I felt like a naughty kid all over again, even if I wasn’t the one keeping secrets in my wall.
Leif leaned around me to peer into the recess. “What’s in there?”
“Some things I did not expect,” I said under my breath, not taking my eyes off the cupboards. Sometimes things disappeared if you looked away from them. “We need a bag.”
“A bag?” Leif retrieved a large canvas tote from the pantry. One of her grocery bags, most likely—it had Recycle printed on the side in cheerful rainbow letters.
He held it out so I could transfer the contents out of the wall and into the bag, holding my breath as I took a mental inventory. A glass jar of grave-dirt. Half a dozen finger bones. Three ivory combs. Several rocks—smooth volcanic glass, rose-red sandstone, crystals, a piece of meteor. Three circular mirrors, set in tarnished silver, made Leif’s hands recoil as I set them in the bag, until I tucked a cloud of aged white fabric—a christening gown—around them.
“What the hell is that?”
The christening gown’s removal revealed a deeper shelf with three books. I paused as I peered at them. Dark leather bindings, stiff with age and hate, titles stenciled on with talcum and sealed with minor wards. “You remember
what kind of magic I said I did?”
“All of it,” he said. “Black, white, gray.”
I reached for one of the books, keeping my voice low so I wouldn’t disturb the spirits of the grimoires. “This is where the road turns gray.”

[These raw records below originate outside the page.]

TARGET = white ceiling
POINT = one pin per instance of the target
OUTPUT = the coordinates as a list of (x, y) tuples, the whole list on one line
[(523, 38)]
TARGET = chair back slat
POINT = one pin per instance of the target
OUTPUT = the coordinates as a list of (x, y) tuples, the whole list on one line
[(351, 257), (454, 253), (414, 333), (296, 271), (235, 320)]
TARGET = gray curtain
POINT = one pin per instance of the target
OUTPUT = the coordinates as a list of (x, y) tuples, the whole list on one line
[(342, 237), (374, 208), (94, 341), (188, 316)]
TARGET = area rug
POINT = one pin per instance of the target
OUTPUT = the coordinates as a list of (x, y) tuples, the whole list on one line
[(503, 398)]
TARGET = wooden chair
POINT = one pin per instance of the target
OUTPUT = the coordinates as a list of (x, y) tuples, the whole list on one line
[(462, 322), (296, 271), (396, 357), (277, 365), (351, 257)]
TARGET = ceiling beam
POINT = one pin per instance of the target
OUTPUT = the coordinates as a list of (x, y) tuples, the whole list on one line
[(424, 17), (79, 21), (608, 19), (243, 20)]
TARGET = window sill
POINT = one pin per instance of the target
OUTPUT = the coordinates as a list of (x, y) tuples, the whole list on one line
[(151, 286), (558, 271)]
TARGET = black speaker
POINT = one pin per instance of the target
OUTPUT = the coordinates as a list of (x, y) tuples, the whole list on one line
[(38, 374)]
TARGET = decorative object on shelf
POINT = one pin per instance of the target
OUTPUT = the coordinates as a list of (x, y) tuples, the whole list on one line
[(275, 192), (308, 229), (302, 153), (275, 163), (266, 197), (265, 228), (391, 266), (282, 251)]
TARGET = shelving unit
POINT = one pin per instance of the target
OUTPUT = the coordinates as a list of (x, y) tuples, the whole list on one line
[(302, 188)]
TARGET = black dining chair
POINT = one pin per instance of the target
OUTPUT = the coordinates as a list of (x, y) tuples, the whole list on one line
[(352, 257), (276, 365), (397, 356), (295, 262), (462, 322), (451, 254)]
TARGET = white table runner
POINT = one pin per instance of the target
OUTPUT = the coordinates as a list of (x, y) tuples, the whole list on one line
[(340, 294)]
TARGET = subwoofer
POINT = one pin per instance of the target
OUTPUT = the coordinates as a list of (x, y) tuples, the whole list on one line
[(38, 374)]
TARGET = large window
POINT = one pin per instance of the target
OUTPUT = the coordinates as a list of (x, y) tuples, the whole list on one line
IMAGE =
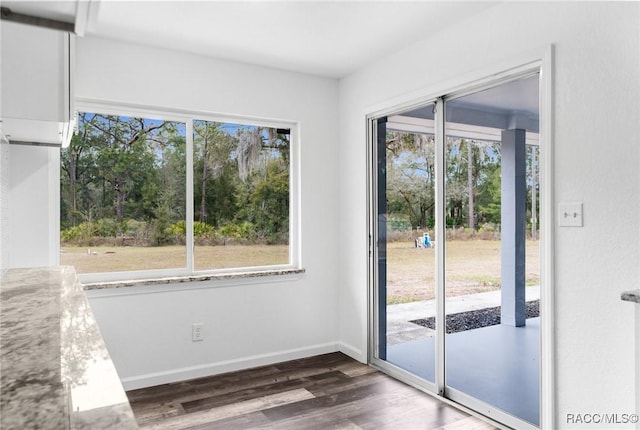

The second book was heavy with knowledge, but it was only a copy of the real book, which sat in my parents’ house. I handled the third book with more caution: it was a darker book, an original primer for dark witches from before the Inquisition. I couldn’t judge Tracy for owning it, since my own shelves held far worse.
I wiped my hands on a towel as I closed the cupboard up again, and Leif held the bag at arm’s length as he grimaced. “This is not good stuff. Fenrir protect us.”
“It depends on how you use it.” There were certainly legitimate reasons for owning those things, or so I tried to convince myself. The fingerbones were a bit odd. But knowing your enemy, as I’d so often said, meant knowing your enemy’s capabilities and weapons. “But we should cover it with something innocuous.”
He pulled open a couple of drawers until he found some dish towels to stuff on top of the books, hiding even the delicate, yellowed lace of the christening gown. Leif frowned at the doorway. “Is it possible the coven did this to themselves, by accident?”
I very much doubted it. But I hefted the bag of sea salt and strode past him to the living room. “Only one way to find out.”
“Find out what?”
I tripped in the doorway as Stefan, bundled up in a dark trench coat, raised an imperious eyebrow. A smirk made him even uglier. “Bureau of External Affairs, witch. You’re under arrest for compromising a crime scene, resisting arrest, and interfering in an official investigation. Release the magic immediately or I will shoot you.”
I believed him, despite the dubious protection of the lapis ring on my necklace, and I believed the gun aimed at my chest despite the way his hand trembled. A low growl from the kitchen told me the Warder believed him, too.